In a hurry to disembark at his station in the middle of the night, one of the grooms, Deepak, unintentionally grabs the wrong bride, leaving his wife, Phool, asleep on the train. The other bride, Jaya, allows herself to be led all the way to Deepak’s village, where his entire family is awaiting their arrival, before revealing her true identity. Meanwhile, Phool wakes to find herself abandoned and alone at a railway station in an unfamiliar part of the country. Young, naive and utterly helpless, she can neither recall the name of Deepak’s village nor figure out how to reach anyone in her family. Will Phool be able to get herself out of this mess on her own? And why does Jaya not seem eager to be reunited with her husband? Amid twists, the story unfolds, helped along by an unctuous policeman (played by Ravi Kishan, one of the few recognisable faces in the cast of brilliant unknowns), who is determined to get to the bottom of this mystery of lost wives, for reasons more avaricious than noble.
The script came to Rao’s attention when it was submitted by screenwriter Biplab Goswami at the 2018 Cinestaan India’s Storytellers Contest, where Aamir Khan (one of the film’s producers) was serving as a jury member. Khan and Rao acquired the script, bringing on writer Sneha Desai to adapt it into a screenplay more comedic and absurdist in tone than the original.
“It was a question of something that came at the right time, and the right material as well,” Rao said in an interview in Toronto, explaining what drew her to this script for her long-awaited sophomore feature. “I kind of felt like this had the potential to be really entertaining and have a lot of mass appeal but go deep, and tell a story that can be quite impactful and memorable.”
In its exploration of what can transpire when two women who have never been given the chance to be independent suddenly find themselves out on their own, Laapataa Ladies is a deeply feminist film. A premise such as this could easily give rise to platitudes of female empowerment—a cliche-ridden monologue from a certain doll movie comes to mind—but the film avoids those pitfalls by choosing to show, not tell.
“We knew we wanted to address a lot of issues that were important to us and seed some ideas that we feel need to be out there,” says Rao. “Honestly, there’s lots that (we cut) on the edit table—we lost any moment that we felt was didactic or expositional and not being conveyed through a character’s arc or through plot or situation. I was very conscious that that was what I wanted to do…. Any line that we felt was just a little too much, giving you a message on the nose, was removed.”

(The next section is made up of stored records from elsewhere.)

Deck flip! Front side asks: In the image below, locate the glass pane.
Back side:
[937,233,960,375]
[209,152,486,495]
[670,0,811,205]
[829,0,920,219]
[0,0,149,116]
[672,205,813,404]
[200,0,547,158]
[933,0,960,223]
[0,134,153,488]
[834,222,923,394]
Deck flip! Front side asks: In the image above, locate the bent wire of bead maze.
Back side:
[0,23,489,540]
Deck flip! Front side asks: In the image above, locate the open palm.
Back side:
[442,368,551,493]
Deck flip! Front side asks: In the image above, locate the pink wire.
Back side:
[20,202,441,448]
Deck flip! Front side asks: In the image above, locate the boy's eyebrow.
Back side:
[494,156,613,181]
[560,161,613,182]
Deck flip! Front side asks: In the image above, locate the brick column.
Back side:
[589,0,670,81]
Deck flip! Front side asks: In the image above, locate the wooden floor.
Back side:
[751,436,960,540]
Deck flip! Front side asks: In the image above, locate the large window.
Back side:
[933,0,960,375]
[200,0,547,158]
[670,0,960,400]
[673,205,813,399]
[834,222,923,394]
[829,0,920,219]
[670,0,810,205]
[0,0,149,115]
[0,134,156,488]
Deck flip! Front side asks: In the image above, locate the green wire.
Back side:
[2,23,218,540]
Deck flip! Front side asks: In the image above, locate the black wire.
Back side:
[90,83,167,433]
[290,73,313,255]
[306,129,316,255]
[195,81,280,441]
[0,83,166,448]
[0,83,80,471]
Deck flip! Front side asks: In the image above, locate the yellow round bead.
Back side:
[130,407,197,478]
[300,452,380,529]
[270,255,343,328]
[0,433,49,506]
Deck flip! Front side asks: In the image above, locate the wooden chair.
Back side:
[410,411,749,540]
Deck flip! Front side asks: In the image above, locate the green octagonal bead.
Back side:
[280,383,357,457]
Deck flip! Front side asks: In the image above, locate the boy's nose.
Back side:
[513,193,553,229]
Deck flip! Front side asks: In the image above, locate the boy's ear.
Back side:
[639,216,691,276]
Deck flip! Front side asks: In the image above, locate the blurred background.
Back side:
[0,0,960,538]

Of Phool and Jaya’s parallel but distinct journeys, “we really wanted them to be two sides of a coin in some way”, explains Rao. The film challenges traditional ideas of women’s roles in society while also pondering whether they can have agency and a sense of self even within a conventional social framework such as marriage. A beautiful thread of female friendship and intergenerational guidance runs through the film but again, it’s handled with a light touch that never feels overtly moralising. Some of the finest moments of the film—both comedic and emotional—arise out of interactions that Phool and Jaya have with various women on their adventures.
Despite all the hijinks, the stakes are high and Rao takes care to balance levity with pathos, crafting real moments of tenderness and growth for the two women as they attempt to find their way not just to their destination but to the best version of themselves. There’s a metaphor built into the film—it begins with two brides, heads bowed under a veil, whose world is reduced to the few square feet of ground beneath them. What follows is a journey during which we root for them to cast off shrouds both literal and existential and look clear-eyed at the world around them for the very first time.
Pahull Bains is a freelance culture writer and programmer at the Reelworld Film Festival in Toronto.